How Much You Ate? Food Portion Estimation on Spoons
Aaryam Sharma, Chris Czarnecki, Yuhao Chen, Pengcheng Xi, Linlin Xu, Alexander Wong
TL;DR
This work presents a utensil-centered, stationary front-facing camera approach for dietary portion estimation that tracks food on utensils through a three-stage pipeline: segmentation (via HQ-SAM with Grounding DINO or XMem VOS), key-frame detection, and volume estimation using geometric shapes (Prism, Ellipsoid, Hemisphere). It introduces a Spurious Segmentation Filtering mechanism and demonstrates that Ellipsoid fitting with XMem-based VOS and filtering achieves strong performance on ten rice-on-spoon videos with ground-truth volumes, underscoring the method's potential for non-invasive, accurate monitoring of liquid-solid meals like soups and stews.
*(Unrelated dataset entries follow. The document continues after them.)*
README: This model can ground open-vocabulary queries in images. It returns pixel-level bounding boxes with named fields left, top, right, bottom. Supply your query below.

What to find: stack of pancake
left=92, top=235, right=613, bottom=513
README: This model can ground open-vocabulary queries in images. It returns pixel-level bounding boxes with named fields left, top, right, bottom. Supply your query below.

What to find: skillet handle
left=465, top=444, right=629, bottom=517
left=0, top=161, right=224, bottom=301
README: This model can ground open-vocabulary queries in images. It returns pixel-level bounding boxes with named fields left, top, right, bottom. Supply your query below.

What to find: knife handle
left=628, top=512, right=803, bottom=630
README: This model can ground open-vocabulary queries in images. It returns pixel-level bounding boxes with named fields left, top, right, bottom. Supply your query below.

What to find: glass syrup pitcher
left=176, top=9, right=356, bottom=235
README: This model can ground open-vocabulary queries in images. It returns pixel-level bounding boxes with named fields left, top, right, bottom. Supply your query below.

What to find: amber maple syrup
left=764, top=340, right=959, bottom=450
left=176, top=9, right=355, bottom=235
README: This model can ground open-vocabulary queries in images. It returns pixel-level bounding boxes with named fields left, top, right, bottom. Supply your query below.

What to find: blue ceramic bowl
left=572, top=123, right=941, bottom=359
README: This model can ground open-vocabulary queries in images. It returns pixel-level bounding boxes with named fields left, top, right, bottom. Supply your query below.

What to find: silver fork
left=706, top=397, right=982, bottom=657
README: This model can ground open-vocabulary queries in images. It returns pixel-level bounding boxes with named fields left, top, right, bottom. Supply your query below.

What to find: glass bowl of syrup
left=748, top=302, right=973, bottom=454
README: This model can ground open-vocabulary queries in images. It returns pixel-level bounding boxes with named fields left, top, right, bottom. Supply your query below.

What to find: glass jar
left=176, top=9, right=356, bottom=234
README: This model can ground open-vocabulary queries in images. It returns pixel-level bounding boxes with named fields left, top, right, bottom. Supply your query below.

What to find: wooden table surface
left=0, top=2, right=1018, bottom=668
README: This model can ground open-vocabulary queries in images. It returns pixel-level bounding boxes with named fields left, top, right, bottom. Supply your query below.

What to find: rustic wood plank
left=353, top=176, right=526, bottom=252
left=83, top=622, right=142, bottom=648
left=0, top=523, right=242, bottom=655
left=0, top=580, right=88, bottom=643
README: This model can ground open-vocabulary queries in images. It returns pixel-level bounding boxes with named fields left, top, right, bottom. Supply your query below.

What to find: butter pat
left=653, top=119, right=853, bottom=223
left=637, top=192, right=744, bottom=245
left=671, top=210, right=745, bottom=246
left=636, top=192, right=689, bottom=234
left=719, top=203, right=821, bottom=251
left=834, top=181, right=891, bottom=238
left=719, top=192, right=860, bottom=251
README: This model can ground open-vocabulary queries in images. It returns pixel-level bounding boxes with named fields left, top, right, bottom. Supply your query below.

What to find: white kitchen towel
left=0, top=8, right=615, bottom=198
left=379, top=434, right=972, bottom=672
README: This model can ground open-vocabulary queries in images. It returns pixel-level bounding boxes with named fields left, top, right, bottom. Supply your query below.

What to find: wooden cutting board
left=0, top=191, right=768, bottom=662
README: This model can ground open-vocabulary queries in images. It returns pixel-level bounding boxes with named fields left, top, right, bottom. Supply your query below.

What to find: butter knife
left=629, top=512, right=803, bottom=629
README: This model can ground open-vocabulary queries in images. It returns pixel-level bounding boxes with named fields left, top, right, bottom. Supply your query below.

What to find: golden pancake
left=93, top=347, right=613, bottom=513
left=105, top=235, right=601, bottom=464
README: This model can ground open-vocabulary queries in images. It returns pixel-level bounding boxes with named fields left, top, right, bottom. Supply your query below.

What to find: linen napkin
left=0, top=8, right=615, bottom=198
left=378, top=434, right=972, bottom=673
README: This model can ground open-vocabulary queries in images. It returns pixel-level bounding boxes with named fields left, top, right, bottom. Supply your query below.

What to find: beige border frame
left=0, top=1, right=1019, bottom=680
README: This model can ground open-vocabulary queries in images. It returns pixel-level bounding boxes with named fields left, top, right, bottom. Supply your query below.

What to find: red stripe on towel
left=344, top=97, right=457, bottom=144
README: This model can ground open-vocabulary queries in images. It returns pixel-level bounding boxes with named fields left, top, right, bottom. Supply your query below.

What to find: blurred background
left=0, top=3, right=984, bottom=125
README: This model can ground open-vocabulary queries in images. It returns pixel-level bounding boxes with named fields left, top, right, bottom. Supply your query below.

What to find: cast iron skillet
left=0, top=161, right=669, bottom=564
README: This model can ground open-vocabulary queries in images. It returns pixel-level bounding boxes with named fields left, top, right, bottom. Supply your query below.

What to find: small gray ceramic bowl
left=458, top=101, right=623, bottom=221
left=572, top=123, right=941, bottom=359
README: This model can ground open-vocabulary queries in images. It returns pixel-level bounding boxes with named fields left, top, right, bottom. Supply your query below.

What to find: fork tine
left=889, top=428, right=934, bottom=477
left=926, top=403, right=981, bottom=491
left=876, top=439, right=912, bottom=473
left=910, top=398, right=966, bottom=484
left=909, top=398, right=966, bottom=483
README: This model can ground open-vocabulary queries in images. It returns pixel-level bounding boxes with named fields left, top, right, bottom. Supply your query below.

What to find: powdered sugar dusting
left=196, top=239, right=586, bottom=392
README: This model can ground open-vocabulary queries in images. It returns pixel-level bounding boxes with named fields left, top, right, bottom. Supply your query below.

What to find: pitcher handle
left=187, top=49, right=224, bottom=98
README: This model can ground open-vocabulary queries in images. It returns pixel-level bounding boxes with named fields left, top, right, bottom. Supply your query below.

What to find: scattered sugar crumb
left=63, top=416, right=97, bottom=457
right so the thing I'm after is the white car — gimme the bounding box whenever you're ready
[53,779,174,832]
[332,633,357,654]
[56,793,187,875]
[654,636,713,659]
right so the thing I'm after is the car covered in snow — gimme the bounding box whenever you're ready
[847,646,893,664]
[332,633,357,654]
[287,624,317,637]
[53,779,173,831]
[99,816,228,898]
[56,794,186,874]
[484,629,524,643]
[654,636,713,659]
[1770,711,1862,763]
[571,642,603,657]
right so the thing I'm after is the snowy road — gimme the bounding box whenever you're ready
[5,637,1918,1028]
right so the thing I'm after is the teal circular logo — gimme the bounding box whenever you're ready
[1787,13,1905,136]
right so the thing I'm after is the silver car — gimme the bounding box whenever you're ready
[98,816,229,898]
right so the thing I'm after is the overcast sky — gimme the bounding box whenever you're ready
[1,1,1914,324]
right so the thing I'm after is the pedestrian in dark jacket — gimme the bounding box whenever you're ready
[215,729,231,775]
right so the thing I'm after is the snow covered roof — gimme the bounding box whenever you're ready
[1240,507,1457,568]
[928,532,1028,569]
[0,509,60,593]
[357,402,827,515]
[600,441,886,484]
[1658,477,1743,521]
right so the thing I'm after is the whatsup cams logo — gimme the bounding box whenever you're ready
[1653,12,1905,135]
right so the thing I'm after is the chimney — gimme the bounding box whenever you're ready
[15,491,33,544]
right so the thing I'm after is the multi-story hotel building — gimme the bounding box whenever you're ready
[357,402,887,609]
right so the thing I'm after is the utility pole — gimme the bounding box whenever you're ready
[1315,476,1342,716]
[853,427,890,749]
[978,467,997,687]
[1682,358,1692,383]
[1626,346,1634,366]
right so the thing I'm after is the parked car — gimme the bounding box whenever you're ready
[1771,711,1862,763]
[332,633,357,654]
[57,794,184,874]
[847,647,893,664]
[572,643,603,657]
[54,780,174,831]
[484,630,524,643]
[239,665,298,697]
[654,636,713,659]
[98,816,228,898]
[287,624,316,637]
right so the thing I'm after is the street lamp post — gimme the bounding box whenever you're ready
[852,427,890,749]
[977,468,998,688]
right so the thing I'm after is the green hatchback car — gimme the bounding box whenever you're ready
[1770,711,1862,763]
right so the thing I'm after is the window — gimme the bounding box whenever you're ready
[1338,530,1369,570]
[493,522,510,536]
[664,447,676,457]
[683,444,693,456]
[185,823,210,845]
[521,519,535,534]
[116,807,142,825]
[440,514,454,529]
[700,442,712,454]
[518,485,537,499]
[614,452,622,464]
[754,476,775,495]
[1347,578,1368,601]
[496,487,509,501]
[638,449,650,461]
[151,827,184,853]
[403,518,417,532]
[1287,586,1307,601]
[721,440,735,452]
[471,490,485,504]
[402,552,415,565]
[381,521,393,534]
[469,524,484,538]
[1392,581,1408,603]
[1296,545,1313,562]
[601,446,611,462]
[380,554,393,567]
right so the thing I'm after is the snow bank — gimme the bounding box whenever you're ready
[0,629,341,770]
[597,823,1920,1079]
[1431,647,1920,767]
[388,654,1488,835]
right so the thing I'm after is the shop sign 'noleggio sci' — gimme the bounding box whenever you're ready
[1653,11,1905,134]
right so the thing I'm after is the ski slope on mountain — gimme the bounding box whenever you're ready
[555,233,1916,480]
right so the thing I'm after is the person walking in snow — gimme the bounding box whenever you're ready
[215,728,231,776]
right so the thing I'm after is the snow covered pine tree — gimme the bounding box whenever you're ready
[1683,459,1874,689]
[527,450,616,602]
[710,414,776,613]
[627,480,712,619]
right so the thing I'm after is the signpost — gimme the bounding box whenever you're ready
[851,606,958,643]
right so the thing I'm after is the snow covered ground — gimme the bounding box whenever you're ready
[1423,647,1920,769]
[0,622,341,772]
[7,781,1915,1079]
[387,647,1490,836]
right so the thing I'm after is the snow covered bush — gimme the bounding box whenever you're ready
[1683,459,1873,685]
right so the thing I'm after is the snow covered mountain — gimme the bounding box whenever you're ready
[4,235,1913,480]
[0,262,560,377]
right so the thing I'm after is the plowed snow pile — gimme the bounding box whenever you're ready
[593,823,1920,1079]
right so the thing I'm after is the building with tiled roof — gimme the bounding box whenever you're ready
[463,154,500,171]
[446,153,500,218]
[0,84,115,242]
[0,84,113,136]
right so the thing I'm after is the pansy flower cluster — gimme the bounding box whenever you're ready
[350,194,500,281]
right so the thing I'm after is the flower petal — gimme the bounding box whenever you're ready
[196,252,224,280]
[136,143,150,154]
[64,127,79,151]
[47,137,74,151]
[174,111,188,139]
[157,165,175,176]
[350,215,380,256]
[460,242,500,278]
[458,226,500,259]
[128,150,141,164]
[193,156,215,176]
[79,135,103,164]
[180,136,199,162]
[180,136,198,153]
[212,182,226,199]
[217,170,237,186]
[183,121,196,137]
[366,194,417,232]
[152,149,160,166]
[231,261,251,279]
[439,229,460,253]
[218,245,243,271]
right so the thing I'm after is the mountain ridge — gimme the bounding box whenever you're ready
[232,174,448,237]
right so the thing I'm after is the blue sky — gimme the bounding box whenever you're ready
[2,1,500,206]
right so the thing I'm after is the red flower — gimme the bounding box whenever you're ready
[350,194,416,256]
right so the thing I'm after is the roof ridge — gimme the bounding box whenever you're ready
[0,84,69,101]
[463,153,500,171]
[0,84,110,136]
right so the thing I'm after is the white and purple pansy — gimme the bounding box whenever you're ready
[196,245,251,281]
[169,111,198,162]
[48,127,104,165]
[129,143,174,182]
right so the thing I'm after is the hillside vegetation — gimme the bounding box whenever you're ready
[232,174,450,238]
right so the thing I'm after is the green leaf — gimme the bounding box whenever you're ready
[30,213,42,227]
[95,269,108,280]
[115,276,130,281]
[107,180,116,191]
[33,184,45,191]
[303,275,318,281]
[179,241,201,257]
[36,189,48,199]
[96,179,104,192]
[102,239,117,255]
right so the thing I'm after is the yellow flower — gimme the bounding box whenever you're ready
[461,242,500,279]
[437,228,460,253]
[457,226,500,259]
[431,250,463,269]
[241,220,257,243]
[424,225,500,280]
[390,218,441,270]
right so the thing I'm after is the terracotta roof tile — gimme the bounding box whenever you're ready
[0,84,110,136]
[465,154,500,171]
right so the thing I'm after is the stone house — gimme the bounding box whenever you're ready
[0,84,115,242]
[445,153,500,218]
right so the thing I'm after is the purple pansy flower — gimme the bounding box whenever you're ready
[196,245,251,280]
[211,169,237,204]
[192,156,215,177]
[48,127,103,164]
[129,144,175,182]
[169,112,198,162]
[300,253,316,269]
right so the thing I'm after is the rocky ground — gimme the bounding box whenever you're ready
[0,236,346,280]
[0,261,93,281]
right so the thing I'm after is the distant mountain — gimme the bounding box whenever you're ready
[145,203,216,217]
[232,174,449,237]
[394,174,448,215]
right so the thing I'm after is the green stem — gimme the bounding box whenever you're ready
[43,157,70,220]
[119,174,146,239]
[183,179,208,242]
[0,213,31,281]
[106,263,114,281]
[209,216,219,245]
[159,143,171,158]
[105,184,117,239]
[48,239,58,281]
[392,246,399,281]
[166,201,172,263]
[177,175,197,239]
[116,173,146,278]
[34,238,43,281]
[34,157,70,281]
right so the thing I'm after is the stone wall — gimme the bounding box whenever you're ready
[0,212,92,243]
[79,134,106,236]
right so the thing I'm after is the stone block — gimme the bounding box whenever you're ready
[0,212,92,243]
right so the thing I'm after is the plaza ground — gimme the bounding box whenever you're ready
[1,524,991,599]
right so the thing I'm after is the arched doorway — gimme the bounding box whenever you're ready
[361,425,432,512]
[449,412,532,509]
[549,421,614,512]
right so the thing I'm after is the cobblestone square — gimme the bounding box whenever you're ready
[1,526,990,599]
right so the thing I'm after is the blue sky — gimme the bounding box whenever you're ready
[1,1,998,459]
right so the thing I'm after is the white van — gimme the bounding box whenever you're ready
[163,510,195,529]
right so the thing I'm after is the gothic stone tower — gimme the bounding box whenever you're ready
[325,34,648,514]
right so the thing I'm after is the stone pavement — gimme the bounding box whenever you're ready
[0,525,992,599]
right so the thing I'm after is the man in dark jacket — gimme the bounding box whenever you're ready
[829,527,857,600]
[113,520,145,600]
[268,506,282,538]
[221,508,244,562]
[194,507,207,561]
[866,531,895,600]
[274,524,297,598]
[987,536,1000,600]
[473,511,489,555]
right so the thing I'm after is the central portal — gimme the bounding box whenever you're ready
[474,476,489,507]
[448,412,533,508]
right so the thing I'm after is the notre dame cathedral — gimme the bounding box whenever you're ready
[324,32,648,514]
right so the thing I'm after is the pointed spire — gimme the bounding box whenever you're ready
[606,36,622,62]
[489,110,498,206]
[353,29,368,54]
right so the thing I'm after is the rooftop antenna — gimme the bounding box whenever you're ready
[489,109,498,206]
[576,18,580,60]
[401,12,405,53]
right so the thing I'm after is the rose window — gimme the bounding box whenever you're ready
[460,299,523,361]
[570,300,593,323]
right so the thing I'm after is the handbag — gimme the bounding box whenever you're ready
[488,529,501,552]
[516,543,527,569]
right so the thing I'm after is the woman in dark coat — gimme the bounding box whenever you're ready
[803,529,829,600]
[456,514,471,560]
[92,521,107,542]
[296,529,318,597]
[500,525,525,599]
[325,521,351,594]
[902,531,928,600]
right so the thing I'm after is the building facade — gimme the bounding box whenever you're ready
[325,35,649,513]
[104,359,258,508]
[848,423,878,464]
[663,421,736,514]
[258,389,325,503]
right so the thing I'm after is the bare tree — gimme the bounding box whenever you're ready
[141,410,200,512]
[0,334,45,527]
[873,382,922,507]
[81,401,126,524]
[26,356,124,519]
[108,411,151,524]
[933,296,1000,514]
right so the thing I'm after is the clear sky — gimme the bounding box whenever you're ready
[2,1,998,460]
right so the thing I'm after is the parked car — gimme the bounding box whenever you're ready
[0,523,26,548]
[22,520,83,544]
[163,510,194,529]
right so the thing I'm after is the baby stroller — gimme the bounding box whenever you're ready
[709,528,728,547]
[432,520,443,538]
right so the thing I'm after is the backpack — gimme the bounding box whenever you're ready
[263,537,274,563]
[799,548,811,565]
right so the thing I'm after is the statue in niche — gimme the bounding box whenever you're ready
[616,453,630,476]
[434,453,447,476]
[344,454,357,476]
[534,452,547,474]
The study also discusses the trade-offs between independent-frame segmentation and video-object segmentation, and emphasizes practical considerations such as frame sampling, per-frame length mapping, and utensil-geometry priors. Overall, the approach offers a promising pathway toward accessible, front-end dietary monitoring suitable for aging-in-place and home-health contexts.
Abstract
Monitoring dietary intake is a crucial aspect of promoting healthy living. In recent years, advances in computer vision technology have facilitated dietary intake monitoring through the use of images and depth cameras. However, the current state-of-the-art image-based food portion estimation algorithms assume that users take images of their meals one or two times, which can be inconvenient and fail to capture food items that are not visible from a top-down perspective, such as ingredients submerged in a stew. To address these limitations, we introduce an innovative solution that utilizes stationary user-facing cameras to track food items on utensils, not requiring any change of camera perspective after installation. The shallow depth of utensils provides a more favorable angle for capturing food items, and tracking them on the utensil's surface offers a significantly more accurate estimation of dietary intake without the need for post-meal image capture. The system is reliable for estimation of nutritional content of liquid-solid heterogeneous mixtures such as soups and stews. Through a series of experiments, we demonstrate the exceptional potential of our method as a non-invasive, user-friendly, and highly accurate dietary intake monitoring tool.